Mitochondria not only function in metabolism cell death regulation, but also coordinate inflammation and the repair of cellular injury14,30,31. In the course of neuronal death signaling, pro-apoptotic proteins such as AIF are released from mitochondria to the cytosol and then translocate to the nucleus, where they contribute to lethal processes such as chromatinolysis. Inhibition of the mitochondrio-nuclear translocation of AIF and the reduction of AIF expression both reduce neuronal cell death and brain injury21,32. Cyclophilin A and AIF form a protein complex that contributes to nuclear DNA degradation, and inhibiting the interaction between cyclophilin A and AIF protects against oxidative stress-induced neuronal cell death32. CHCHD4 is a mitochondrial protein that physically interacts with AIF16, and AIF depletion or deletion is coupled to decreased CHCHD4 protein expression without CHCHD4 mRNA levels are affected16,18. We recently demonstrated that haploinsufficiency of CHCHD4 (induced by heterozygous KO of the gene) reduces neuronal cell death and caspase-independent apoptotic cell death24. However, Aif2 KO did not affect the expression of CHCHD4 protein, perhaps due to the compensatory upregulation of AIF1.

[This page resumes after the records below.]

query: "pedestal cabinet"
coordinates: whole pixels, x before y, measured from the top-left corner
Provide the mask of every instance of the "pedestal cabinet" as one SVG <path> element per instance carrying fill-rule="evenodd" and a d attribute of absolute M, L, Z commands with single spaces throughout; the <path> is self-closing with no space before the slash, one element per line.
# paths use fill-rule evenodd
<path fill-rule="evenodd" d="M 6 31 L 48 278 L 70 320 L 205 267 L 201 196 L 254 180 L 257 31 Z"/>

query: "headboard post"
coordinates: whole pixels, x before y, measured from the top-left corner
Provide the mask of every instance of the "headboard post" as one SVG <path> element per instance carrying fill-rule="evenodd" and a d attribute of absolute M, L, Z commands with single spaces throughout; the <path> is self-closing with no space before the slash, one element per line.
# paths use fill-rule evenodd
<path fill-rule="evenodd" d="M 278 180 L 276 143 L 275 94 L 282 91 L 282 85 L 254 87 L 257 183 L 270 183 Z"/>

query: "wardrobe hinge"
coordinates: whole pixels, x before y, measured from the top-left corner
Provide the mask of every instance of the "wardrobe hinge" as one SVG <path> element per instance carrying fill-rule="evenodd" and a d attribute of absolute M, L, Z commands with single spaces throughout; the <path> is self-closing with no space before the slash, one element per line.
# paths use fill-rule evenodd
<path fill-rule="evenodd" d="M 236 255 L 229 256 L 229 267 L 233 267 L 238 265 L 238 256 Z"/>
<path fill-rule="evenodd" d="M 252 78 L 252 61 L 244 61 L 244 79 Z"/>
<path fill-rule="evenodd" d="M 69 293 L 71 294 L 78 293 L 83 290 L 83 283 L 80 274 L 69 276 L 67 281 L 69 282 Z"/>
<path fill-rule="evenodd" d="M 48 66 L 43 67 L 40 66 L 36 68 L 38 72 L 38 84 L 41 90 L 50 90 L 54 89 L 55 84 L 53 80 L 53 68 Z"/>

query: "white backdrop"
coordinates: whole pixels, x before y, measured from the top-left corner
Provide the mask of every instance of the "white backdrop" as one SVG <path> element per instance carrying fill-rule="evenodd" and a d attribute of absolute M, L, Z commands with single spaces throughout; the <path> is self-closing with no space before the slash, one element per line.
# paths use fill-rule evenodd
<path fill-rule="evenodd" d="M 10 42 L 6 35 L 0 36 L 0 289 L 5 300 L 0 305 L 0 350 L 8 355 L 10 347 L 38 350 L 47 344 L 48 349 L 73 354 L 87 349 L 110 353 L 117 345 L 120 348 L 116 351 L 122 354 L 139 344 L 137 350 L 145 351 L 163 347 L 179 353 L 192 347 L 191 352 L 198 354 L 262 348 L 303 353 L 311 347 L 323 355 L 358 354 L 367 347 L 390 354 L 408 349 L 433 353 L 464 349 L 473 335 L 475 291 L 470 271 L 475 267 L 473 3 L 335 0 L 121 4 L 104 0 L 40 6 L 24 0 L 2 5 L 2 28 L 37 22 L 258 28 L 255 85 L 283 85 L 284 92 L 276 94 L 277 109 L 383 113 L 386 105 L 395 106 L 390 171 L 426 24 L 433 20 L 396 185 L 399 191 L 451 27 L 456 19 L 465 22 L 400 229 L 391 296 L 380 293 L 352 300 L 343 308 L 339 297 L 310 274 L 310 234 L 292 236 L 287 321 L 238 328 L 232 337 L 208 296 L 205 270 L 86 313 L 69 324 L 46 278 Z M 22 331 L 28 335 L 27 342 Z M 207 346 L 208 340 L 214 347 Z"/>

Previous studies revealed the potential effect of AIF on neuronal differentiation22,33. Even though no phenotype is associated with Aif2 KO mice, DCX-positive cells in the subgranular zone (SGZ) of the dentate gyrus of the hippocampus were more numerous in P60 Aif2 KO mice than in age-matched WT controls, suggesting that Aif2 KO induces neurogenesis by affecting physiological neural developmental processes in adult mice. It should be noted that adult Harlequin mutant mice, with about an 80% reduction in AIF expression (both AIF1 and AIF2), exhibit a progressive loss of adult cerebellar and retinal neurons. Because AIF2 is only expressed in the brain, it was hypothesized that this specific isoform might be crucial for neurogenesis22. However, here we found that Aif2 KO mice were not only viable, but that neurogenesis was stimulated under physiological conditions. The reasons why an increased expression of AIF1 (and lack of AIF2) promotes neurogenesis remain elusive. These will be studied in the future using an AIF1 overexpression mouse model that we are currently building.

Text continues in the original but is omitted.